Nichts Neues aus der Anstalt

von Jennifer Nathalie Pyka21.04.2012Außenpolitik, Innenpolitik, Medien

Öffentlich-rechtliches Fernsehen hängt in der Wiederholungsschleife. Alles war schon mal da, alles wird recyclet, und der Rest ist auch nicht übermäßig prickelnd. Dabei hätte gerade das Gebühren-Fernsehen die notwendigen Mittel, um mehr Risiko zu wagen.

Knapp ein halbes Jahrhundert ist es nun her, als Udo Jürgens sich beim Grand Prix Eurovision de la Chanson mit seinem Titel „Warum nur, warum?“ auf den fünften Platz klimperte. Mittlerweile ist es vergleichsweise ruhig um Udo geworden. Das herrlich pathetische „Warum nur?“ gibt hingegen immer noch den perfekten Soundtrack für kleine und große Tragödien des Alltags ab.
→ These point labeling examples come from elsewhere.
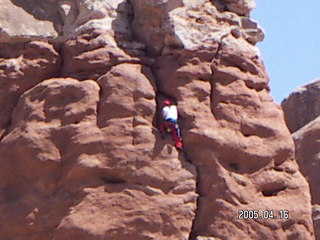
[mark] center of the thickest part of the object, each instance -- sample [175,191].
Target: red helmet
[166,102]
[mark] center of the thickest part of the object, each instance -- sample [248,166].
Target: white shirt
[170,112]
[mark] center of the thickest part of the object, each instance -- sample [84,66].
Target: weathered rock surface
[302,114]
[81,154]
[302,106]
[307,142]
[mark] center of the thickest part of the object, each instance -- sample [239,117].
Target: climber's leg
[176,138]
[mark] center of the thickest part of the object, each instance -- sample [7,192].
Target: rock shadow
[45,10]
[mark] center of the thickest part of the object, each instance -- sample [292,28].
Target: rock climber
[170,124]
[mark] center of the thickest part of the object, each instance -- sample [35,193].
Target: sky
[291,48]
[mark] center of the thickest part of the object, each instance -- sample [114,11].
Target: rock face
[81,155]
[302,114]
[302,106]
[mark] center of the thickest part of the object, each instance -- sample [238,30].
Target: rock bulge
[81,153]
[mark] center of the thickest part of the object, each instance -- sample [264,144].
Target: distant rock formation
[302,106]
[302,114]
[80,152]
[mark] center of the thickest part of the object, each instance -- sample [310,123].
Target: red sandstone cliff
[302,114]
[80,151]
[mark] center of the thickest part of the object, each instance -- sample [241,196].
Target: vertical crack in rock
[116,178]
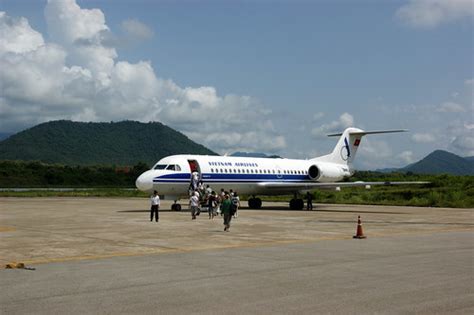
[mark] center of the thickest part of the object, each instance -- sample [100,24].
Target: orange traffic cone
[359,233]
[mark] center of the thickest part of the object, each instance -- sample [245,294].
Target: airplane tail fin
[346,148]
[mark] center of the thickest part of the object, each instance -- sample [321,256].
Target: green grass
[108,181]
[95,192]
Zum Beispiel, wenn man sich abends im Biotop der öffentlich-rechtlichen Anstalten verzappt und dort, konfrontiert mit „Inga Lindström“, „Musikantenstadl“ und „Pilawas Märchenquiz“, die Qual der Wahl hat. Alles schon mal gesehen, alles irgendwie gleich einschläfernd. Oder nein, natürlich beruhigend unspektakulär, gleichförmig und daher seriös. Und wer nach fünf Jahren Weltreise wieder in Deutschland strandet, der kann sich darauf verlassen, dass zumindest in der Anstalt alles beim Alten geblieben ist: Frank Plasberg wird immer noch hart aber fair sein, Pilawa nach wie vor quizzen und Christine Neubauer zuverlässig als Bäuerin/Vollweib/verlassene Ehefrau auf der Mattscheibe auftauchen. Aber: Warum nur, warum geht es nicht auch ein klitzekleines bisschen spannender, liebe Anstalten?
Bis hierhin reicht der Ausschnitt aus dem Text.